Adapun soal pembinaan sejak kecil, perhatian terhadap perkembangan kecerdasan anak, akan mempengaruhi tingkat kemampuan mereka dalam berinisiatif beramal. Baik kecerdasan intelektualnya, maupun kecerdasan emosinya. Menurut para ahli, otak manusia, atau kecerdasan intelektualitas itu bisa diperbaiki dan dibentuk hingga anak berusia sekitar delapan belas tahun. Sedang kecerdasan emosi bisa dibenahi hingga usia tua sekalipun.

Kemampuan berinisiatif tetap bisa diasah, sesuai kadar kecerdasan itu. Tapi inisiatif tak selalu harus lahir dari kecerdasan. Setidaknya, orang secara umum bisa menimbang mana yang baik dan harus ia amalkan. Dan mana yang buruk yang harus ia tinggalkan, Allah swt berfirman, “Maka Allah mengilhamkan kepada jiwa itu (jalan) kefasikan dan ketaqwaannya.”(QS. Asyamsy: . Pada taraf selanjutnya, setiap muslim dan setiap da’i harus terus belajar mengenali tabiat dirinya, menghafal karakter bawaannya. Lalu dari pengetahuan tentang dirinya sendiri itu, ia tahu betul kapan saat jenuhnya, dan bagaimana kiat membangun kembali semangat inisiatif beramal shalih. Sesuatu yang orang lain belum tentu tahu.

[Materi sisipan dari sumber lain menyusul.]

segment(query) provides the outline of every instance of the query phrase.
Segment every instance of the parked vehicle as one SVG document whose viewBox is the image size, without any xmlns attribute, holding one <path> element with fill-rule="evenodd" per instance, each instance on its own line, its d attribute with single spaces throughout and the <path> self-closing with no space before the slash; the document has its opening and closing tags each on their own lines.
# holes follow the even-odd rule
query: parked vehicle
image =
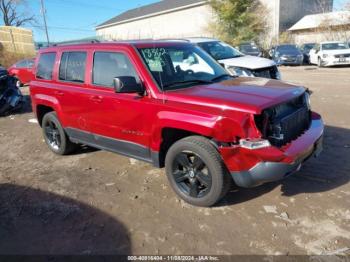
<svg viewBox="0 0 350 262">
<path fill-rule="evenodd" d="M 281 79 L 281 74 L 274 61 L 247 56 L 232 46 L 211 38 L 187 38 L 223 65 L 233 76 L 264 77 Z"/>
<path fill-rule="evenodd" d="M 350 48 L 344 42 L 323 42 L 310 51 L 311 64 L 322 66 L 350 65 Z"/>
<path fill-rule="evenodd" d="M 17 79 L 16 86 L 21 87 L 28 84 L 33 78 L 34 59 L 26 59 L 12 65 L 8 72 L 10 76 Z"/>
<path fill-rule="evenodd" d="M 7 70 L 0 65 L 0 80 L 7 77 L 8 72 Z"/>
<path fill-rule="evenodd" d="M 0 116 L 18 111 L 23 105 L 23 96 L 16 87 L 16 79 L 1 75 L 0 71 Z"/>
<path fill-rule="evenodd" d="M 303 53 L 304 55 L 304 64 L 310 64 L 310 51 L 312 48 L 314 48 L 316 45 L 316 43 L 307 43 L 307 44 L 303 44 L 300 47 L 300 51 Z"/>
<path fill-rule="evenodd" d="M 241 43 L 238 50 L 245 55 L 262 56 L 262 51 L 254 42 Z"/>
<path fill-rule="evenodd" d="M 32 106 L 54 153 L 85 144 L 165 166 L 193 205 L 214 205 L 232 179 L 283 179 L 322 149 L 305 88 L 231 76 L 186 42 L 56 46 L 36 61 Z"/>
<path fill-rule="evenodd" d="M 296 45 L 284 44 L 273 47 L 270 50 L 271 58 L 278 65 L 302 65 L 303 53 Z"/>
</svg>

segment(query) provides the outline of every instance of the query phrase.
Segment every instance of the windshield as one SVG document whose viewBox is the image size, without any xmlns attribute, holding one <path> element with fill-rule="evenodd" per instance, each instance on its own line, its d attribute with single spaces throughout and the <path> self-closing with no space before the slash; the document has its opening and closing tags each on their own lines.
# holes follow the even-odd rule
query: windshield
<svg viewBox="0 0 350 262">
<path fill-rule="evenodd" d="M 192 45 L 138 50 L 154 79 L 164 91 L 210 84 L 222 77 L 230 77 L 208 54 Z"/>
<path fill-rule="evenodd" d="M 241 45 L 240 49 L 242 52 L 247 52 L 247 53 L 258 53 L 260 52 L 259 48 L 255 45 Z"/>
<path fill-rule="evenodd" d="M 322 44 L 322 50 L 340 50 L 340 49 L 348 49 L 348 45 L 345 43 L 328 43 Z"/>
<path fill-rule="evenodd" d="M 281 45 L 277 47 L 278 52 L 299 52 L 295 45 Z"/>
<path fill-rule="evenodd" d="M 303 47 L 304 51 L 310 51 L 312 48 L 314 48 L 316 44 L 305 44 Z"/>
<path fill-rule="evenodd" d="M 215 60 L 223 60 L 235 57 L 241 57 L 243 54 L 232 46 L 223 42 L 205 42 L 198 43 L 208 54 L 210 54 Z"/>
</svg>

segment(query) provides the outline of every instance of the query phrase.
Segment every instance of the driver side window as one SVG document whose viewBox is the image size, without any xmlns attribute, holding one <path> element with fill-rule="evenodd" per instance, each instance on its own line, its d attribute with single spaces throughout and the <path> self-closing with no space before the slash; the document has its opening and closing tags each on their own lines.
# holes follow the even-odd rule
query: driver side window
<svg viewBox="0 0 350 262">
<path fill-rule="evenodd" d="M 132 76 L 139 81 L 126 55 L 114 52 L 95 52 L 92 76 L 94 85 L 113 87 L 114 78 L 121 76 Z"/>
</svg>

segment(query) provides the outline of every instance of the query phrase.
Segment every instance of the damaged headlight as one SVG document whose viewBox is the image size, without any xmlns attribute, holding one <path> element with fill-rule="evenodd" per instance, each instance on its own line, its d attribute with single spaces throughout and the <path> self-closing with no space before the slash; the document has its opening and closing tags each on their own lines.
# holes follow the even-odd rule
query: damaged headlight
<svg viewBox="0 0 350 262">
<path fill-rule="evenodd" d="M 243 148 L 251 150 L 271 146 L 270 142 L 266 139 L 241 139 L 239 141 L 239 145 Z"/>
</svg>

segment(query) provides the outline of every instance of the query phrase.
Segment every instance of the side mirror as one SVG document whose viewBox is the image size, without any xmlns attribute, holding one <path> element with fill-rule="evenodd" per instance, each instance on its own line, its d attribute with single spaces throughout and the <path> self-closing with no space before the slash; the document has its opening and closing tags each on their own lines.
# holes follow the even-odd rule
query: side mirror
<svg viewBox="0 0 350 262">
<path fill-rule="evenodd" d="M 133 76 L 120 76 L 113 79 L 114 91 L 116 93 L 137 93 L 143 95 L 145 92 L 141 83 Z"/>
</svg>

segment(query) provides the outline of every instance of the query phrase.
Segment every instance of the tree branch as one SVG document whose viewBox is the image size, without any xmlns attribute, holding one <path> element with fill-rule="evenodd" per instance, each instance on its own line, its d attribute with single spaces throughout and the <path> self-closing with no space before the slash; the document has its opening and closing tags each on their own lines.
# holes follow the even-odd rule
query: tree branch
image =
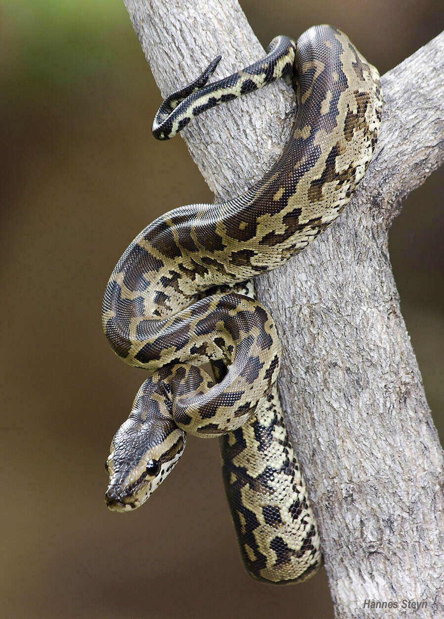
<svg viewBox="0 0 444 619">
<path fill-rule="evenodd" d="M 216 77 L 263 53 L 235 0 L 125 4 L 163 96 L 219 53 Z M 383 76 L 380 141 L 353 200 L 313 245 L 256 279 L 281 334 L 279 385 L 336 615 L 347 619 L 368 616 L 368 599 L 424 600 L 418 617 L 444 612 L 444 457 L 388 251 L 402 199 L 444 160 L 443 76 L 444 33 Z M 270 167 L 294 106 L 281 82 L 183 131 L 217 199 Z"/>
</svg>

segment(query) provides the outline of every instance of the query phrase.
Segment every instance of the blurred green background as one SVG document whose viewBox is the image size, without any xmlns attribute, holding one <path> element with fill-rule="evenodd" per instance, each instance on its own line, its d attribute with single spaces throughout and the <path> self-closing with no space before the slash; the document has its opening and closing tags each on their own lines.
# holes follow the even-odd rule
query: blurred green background
<svg viewBox="0 0 444 619">
<path fill-rule="evenodd" d="M 331 23 L 381 74 L 444 28 L 437 0 L 242 6 L 264 45 Z M 150 136 L 160 95 L 120 0 L 2 3 L 0 33 L 2 616 L 333 617 L 323 570 L 287 587 L 244 572 L 217 441 L 191 437 L 141 509 L 106 509 L 109 443 L 144 376 L 102 335 L 105 285 L 149 221 L 212 196 L 181 138 Z M 390 233 L 442 433 L 443 193 L 440 170 L 406 201 Z"/>
</svg>

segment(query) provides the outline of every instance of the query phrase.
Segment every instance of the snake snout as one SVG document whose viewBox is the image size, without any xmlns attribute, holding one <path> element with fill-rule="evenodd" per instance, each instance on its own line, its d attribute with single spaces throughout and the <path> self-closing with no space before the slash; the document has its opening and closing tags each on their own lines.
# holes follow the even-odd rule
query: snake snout
<svg viewBox="0 0 444 619">
<path fill-rule="evenodd" d="M 110 484 L 105 493 L 105 502 L 111 511 L 129 511 L 136 508 L 134 503 L 124 502 L 124 496 L 121 496 L 115 485 Z"/>
</svg>

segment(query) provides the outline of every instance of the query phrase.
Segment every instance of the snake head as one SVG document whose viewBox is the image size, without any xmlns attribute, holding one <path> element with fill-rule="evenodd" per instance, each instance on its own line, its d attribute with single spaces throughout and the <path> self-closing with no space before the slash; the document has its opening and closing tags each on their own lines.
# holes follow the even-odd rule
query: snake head
<svg viewBox="0 0 444 619">
<path fill-rule="evenodd" d="M 131 511 L 144 503 L 173 469 L 185 446 L 185 433 L 153 390 L 141 394 L 147 383 L 116 433 L 105 464 L 109 482 L 105 500 L 113 511 Z"/>
</svg>

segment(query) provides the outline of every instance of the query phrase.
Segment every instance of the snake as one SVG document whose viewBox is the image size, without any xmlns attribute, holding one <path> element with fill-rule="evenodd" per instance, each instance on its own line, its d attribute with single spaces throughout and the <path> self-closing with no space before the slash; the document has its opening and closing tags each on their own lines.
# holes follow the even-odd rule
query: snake
<svg viewBox="0 0 444 619">
<path fill-rule="evenodd" d="M 188 433 L 218 437 L 248 573 L 302 582 L 322 563 L 320 535 L 277 391 L 276 326 L 253 278 L 307 247 L 349 202 L 375 150 L 381 90 L 377 70 L 329 25 L 297 42 L 277 37 L 262 59 L 209 82 L 220 59 L 163 101 L 155 137 L 281 77 L 295 86 L 292 126 L 251 188 L 158 217 L 113 271 L 103 331 L 121 360 L 151 373 L 111 443 L 105 501 L 118 512 L 138 508 L 175 466 Z M 212 376 L 202 367 L 209 361 Z"/>
</svg>

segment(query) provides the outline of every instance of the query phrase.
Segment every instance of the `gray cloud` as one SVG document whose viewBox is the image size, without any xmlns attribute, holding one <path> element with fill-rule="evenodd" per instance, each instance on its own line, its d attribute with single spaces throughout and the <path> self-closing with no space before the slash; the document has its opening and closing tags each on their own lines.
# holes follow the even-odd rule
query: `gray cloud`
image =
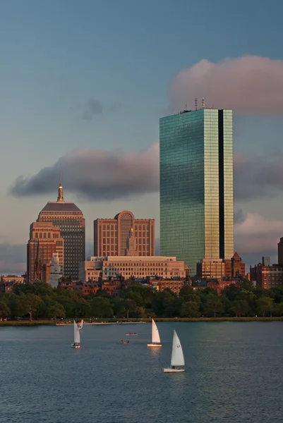
<svg viewBox="0 0 283 423">
<path fill-rule="evenodd" d="M 97 114 L 100 114 L 103 111 L 102 105 L 95 99 L 89 99 L 84 106 L 83 118 L 85 121 L 92 121 Z"/>
<path fill-rule="evenodd" d="M 243 210 L 239 209 L 234 211 L 234 223 L 242 223 L 245 221 L 245 215 Z"/>
<path fill-rule="evenodd" d="M 217 63 L 201 60 L 181 70 L 173 79 L 173 110 L 185 104 L 194 109 L 194 99 L 203 96 L 210 107 L 232 109 L 249 115 L 283 114 L 283 60 L 246 56 Z"/>
<path fill-rule="evenodd" d="M 147 151 L 117 152 L 79 149 L 30 176 L 19 176 L 9 192 L 20 197 L 54 194 L 61 169 L 67 190 L 90 200 L 116 200 L 159 189 L 159 147 Z"/>
<path fill-rule="evenodd" d="M 235 200 L 277 197 L 283 191 L 282 161 L 282 152 L 268 156 L 235 154 Z"/>
<path fill-rule="evenodd" d="M 0 274 L 21 275 L 26 270 L 25 244 L 10 244 L 0 238 Z"/>
</svg>

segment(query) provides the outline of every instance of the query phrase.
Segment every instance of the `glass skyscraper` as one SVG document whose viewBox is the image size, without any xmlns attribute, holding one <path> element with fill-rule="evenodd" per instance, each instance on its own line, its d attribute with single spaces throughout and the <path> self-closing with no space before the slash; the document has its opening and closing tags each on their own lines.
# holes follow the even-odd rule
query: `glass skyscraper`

Semua kultur tersebut di atas, hanya peluang dan potensi yang bisa mempenqaruhi kadar inisiatif seseorang dalam beramal shalih. Tak selamanya kultur-kultur itu menjadi penghalang, apalagi menjadi sebab matinya inisiatif beramal shalih. Segalanya masih kembali kepada masing-masing kita. Bagaimana kita mengasah dan menumbuhkan terus semangat untuk berinisiatif. Agar apapun kultur yang mengitari diri kita, tetap menjadi pemacu untuk beramal shalih dan berda’wah lebih serius lagi. Wallahu’alam.